OK. I think that's quite enough about Wagner for a bit. My brain's getting twisted.

I'm off to Switzerland for a flying visit to the Verbier Festival tomorrow - back rather too soon. A couple of thoughts to leave you with in the meantime, including the promised Desert Island Discs in case anyone's interested!

First, though, for the literary-minded: in the wake of the bombings in London and Egypt and the continual suicide bombing insurgency in Iraq, how are we creatives to respond? I've often been annoyed by the way that much contemporary fiction seems to be an extended version of what's happened to be in the news - the result is a lot of books that date very quickly - and even my favourite books, which on the whole don't do that, can contain elements that become dated through their 'relevance to contemporary issues'. On the other hand, there's a lot of escapism too: historical novels that bury their concerns in the distant past (though I hasten to add that I love many of those!!). Is it possible for writers and, indeed, composers to handle the impact of our changing world in a creative way that doesn't become obsessed with relevance to these issues? I'm wondering how to make my new novel feel contemporary without getting too involved in such things. It's difficult.

Enough of that - here are 8 Desert Island Discs to enjoy. I've a nasty feeling I've done this before, but can't remember when - and the list has probably changed...

1. Krystian Zimerman plays the Ravel piano concertos - with LSO/Boulez (DG). Perfection.

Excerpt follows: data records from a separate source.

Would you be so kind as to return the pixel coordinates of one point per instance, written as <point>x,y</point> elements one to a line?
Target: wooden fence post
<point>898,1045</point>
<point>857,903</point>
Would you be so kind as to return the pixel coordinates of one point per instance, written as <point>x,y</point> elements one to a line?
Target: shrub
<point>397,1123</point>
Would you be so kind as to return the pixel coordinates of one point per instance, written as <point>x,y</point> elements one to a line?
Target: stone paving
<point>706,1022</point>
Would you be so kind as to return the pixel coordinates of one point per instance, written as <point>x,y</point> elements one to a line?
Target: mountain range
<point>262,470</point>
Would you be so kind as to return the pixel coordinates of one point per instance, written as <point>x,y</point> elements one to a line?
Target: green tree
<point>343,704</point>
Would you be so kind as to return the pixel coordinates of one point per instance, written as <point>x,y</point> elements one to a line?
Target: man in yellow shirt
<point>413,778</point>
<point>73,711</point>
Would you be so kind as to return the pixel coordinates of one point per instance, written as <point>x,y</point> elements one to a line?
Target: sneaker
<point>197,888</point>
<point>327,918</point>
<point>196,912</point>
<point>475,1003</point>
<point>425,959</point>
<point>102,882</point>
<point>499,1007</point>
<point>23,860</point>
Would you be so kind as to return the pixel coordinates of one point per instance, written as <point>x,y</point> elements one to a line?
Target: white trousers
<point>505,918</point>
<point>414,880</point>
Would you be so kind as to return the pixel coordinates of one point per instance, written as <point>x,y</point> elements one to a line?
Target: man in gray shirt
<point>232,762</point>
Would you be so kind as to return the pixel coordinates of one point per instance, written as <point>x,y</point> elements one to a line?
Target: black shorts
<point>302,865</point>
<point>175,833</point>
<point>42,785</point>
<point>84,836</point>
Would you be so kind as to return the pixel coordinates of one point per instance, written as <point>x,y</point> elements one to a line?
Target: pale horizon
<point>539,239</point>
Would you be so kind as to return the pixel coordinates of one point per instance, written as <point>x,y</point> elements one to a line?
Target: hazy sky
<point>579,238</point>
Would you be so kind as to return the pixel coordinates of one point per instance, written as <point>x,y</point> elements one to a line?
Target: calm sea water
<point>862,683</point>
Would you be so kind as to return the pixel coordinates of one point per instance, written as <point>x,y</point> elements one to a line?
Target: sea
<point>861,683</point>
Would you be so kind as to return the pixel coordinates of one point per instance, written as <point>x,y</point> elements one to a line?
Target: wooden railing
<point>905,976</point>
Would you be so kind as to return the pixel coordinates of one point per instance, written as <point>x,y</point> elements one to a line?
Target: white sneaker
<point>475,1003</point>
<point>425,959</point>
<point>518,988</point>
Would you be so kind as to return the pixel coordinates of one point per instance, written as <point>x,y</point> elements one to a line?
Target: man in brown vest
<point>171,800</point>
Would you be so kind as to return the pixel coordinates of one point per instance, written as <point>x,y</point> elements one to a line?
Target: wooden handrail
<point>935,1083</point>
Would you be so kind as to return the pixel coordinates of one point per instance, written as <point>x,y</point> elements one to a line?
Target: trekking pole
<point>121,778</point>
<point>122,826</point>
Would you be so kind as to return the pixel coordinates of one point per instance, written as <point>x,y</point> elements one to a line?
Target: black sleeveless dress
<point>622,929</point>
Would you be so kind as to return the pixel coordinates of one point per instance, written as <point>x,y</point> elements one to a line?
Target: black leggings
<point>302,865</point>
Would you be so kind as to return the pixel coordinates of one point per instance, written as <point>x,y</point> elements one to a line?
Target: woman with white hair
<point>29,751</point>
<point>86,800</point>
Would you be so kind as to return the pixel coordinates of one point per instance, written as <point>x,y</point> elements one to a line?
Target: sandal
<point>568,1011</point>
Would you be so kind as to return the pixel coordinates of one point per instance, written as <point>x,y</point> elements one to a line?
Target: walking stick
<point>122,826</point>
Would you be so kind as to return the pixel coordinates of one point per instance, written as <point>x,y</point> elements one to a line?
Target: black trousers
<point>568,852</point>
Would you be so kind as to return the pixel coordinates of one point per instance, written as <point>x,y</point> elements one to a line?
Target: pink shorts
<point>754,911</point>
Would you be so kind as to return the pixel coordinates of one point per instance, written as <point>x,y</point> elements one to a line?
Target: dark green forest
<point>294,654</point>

2. Marc-Andre Hamelin's album 'Kaleidoscope'. All his recordings are brilliant, but this is the one I play most.

3. Mozart: The Magic Flute, conducted by Klemperer with fab cast including Nikolai Gedda, Gundula Janowitz and Lucia Popp. I grew up with this & may be where I am today partly because of it.

4. Tchaikovsky. Mravinsky conducts his own selection from The Nutcracker's most meaningful moments. Another world.

5. Peter Schreier and Andras Schiff in the Schubert song cycles. I was going to choose just 'Die schone Mullerin' but have now discovered that all three are available together!

6. The Samuel Coleridge-Taylor Violin Concerto, played by Philippe Graffin in South Africa. This is meaningful to me for long, complex reasons that I've written about before.

7. Andras Schiff plays the Goldberg Variations. Definitely can't do without this.

8. Faure. It has to be Faure. I'd like to take my own compilation of Favourite Faure, but in the absence of that, This will do nicely: historical Faure, including Thibaut & Cortot in the Violin Sonata No.1 and the Calvet Quartet with Robert Casadesus in the Piano Quartet No.1. Having said that, my ultimate Faure choice has yet to appear on CD. I'm hoping that it will do so within the next couple of years.